McCarthy also pointed out that data caps are a way to control consumer behavior -- perhaps to make it less likely that they drop traditional pay television in favor of streaming options. If consumers have unlimited data they may "cut the cord with a cable company because we give them the right product to do that," he said.
That's something Frontier, which does sell cable, seems willing to encourage, but Comcast and AT&T do not want to happen.
What happens next with data caps?
It's easy to see why AT&T and Comcast want to impose data caps before they actually need them to control network traffic. Adding them now sort of prepares their customers for the eventuality of paying overage charges or spending more money for unlimited data. Even though the vast majority of their customers won't hit the caps (which are set at a terabyte for Comcast customers and for many AT&T customers) having them sets the table for future charging.
It's also a guard against people cutting the cord -- a way for the two companies to make it so people will be afraid to drop cable or charge them overage charges if they choose to do so. Adding the caps is also a way for both ISPs to pad their bottom line with people paying for uncapped plans (AT&T currently charges $30 a month for that privilege while Comcast's costs $50).

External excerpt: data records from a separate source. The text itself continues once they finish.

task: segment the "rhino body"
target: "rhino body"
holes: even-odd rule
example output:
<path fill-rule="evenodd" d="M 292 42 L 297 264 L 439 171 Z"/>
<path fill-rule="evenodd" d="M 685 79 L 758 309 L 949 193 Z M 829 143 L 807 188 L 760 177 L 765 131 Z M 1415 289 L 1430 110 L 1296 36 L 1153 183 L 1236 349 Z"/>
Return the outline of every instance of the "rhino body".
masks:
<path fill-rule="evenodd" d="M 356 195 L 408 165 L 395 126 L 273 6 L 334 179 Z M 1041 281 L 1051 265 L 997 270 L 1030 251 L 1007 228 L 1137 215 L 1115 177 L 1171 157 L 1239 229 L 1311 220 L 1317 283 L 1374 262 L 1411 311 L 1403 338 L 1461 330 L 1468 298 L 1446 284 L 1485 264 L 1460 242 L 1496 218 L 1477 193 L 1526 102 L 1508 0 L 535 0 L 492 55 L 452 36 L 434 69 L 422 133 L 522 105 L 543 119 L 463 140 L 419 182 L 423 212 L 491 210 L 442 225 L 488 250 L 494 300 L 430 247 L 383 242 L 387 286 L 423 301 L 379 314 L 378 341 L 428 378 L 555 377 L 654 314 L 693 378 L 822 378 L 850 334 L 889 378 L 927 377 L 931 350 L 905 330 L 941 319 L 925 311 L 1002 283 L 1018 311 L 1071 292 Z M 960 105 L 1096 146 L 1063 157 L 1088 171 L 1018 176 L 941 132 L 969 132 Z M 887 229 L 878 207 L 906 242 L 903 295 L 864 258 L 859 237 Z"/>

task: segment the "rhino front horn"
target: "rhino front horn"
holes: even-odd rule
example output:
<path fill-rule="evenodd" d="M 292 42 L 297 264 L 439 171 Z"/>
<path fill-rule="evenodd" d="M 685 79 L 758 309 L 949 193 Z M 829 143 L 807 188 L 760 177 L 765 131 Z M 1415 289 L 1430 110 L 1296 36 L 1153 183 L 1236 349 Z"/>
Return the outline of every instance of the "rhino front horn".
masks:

McCarthy, whose company operates as competition to Comcast and AT&T in some markets, has taken a bold stance. He's saying that data caps are not needed to protect network performance but are instead a way for ISPs to charge more. That's a pro-consumer approach where the CEO acknowledges that if things change, perhaps caps will be needed, but for now, the public should see AT&T's and Comcast's actions for what they are.